Harry Styles' dedicated fans now have something new to fantasize about in their fan fiction works of art: his incredibly impressive performance as a wide-eyed, but determined, British soldier despite to escape the hellhole beach he's trapped on alongside 300,000 other frightened and worn down men in Christopher Nolan's World War II epic, Dunkirk. The man known for his voice, his hair, and his affinity for floral button-ups has gone from teen heartthrob to potential Oscar contender overnight.
Dunkirk is a visually stunning, and heart-pounding slow burn, fueled by its suspenseful score from Hans Zimmer, and its perfectly cast crew of soldiers, commanders, and civilians who rely on their facial expressions and physical acting ability rather than the film's sparse dialogue. There isn't a ton of blood or gore despite the constant whizzing of bullets, bombs, and torpedos. But, luckily for Styles fans, there is a lot of the British rocker, who — second to Tom Hardy as a brave and eagle-eyed pilot — steals each scene he's in. And he's in a lot.
In response to the first wave of critics who have seen the film, the words "respect", "triumph" and even "Oscars" are being thrown around in response. Could it really be possible for the "Sign Of The Times" singer to receive an Academy Award nomination from this role?
When it was first announced that Styles would appear in Nolan's time-bending action film, critics were wary. Sure, he impressed the music world with his debut solo album earlier this year, but he can't act! Well, my friends, he can. In fact, he could even be in award show conversation for his portrayal of Alex, a shaggy-haired kid who completes the motley trio of three bruised, brunette guys (played by Fionn Whitehead and Aneurin Barnard, both stand-outs in their own regard) in an adrenaline-packed race against time to get home.
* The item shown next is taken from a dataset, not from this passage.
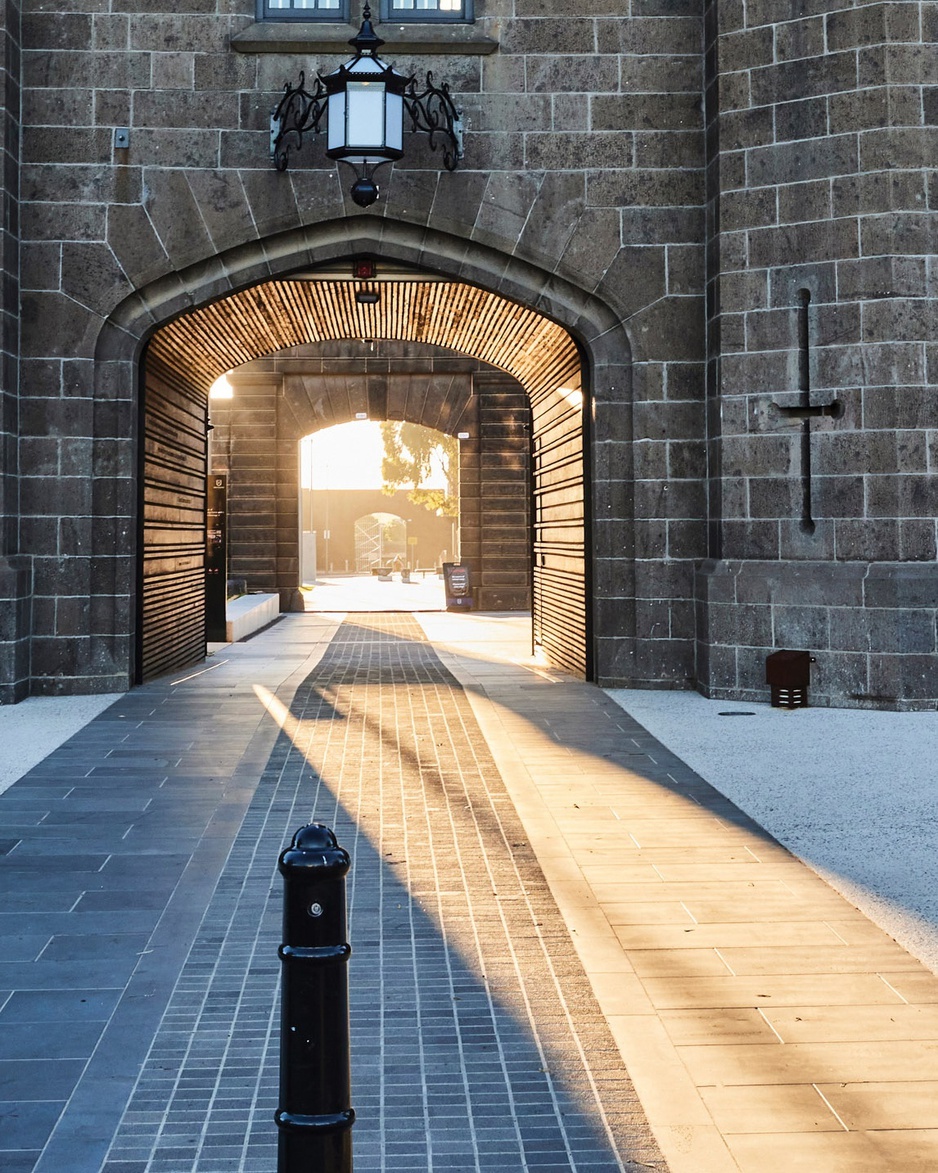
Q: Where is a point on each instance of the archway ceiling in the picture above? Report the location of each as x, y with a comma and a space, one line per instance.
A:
205, 343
For those wary of any spoilers, you can pause here and just know that Styles will be one of the highlights of the film, and leave you considering how deeply charming he is. But Styles' character is also the only form of comic relief in the film which is absolutely the furthest thing from a light-hearted film. He jokes, and jabs, and even kicks off a conflict that ends up igniting the final arc of the film. If a supporting actor is supposed to do just that — propel the movie forward while remaining a primarily flat character — then he may really have a chance.
But if Styles' first step towards an EGOT doesn't quite pan out, just know that this is surely not the last you've heard of the film itself, which dazzles, or Hardy's heroic turtleneck-wearing character, which I could talk about till I turn blue in the face.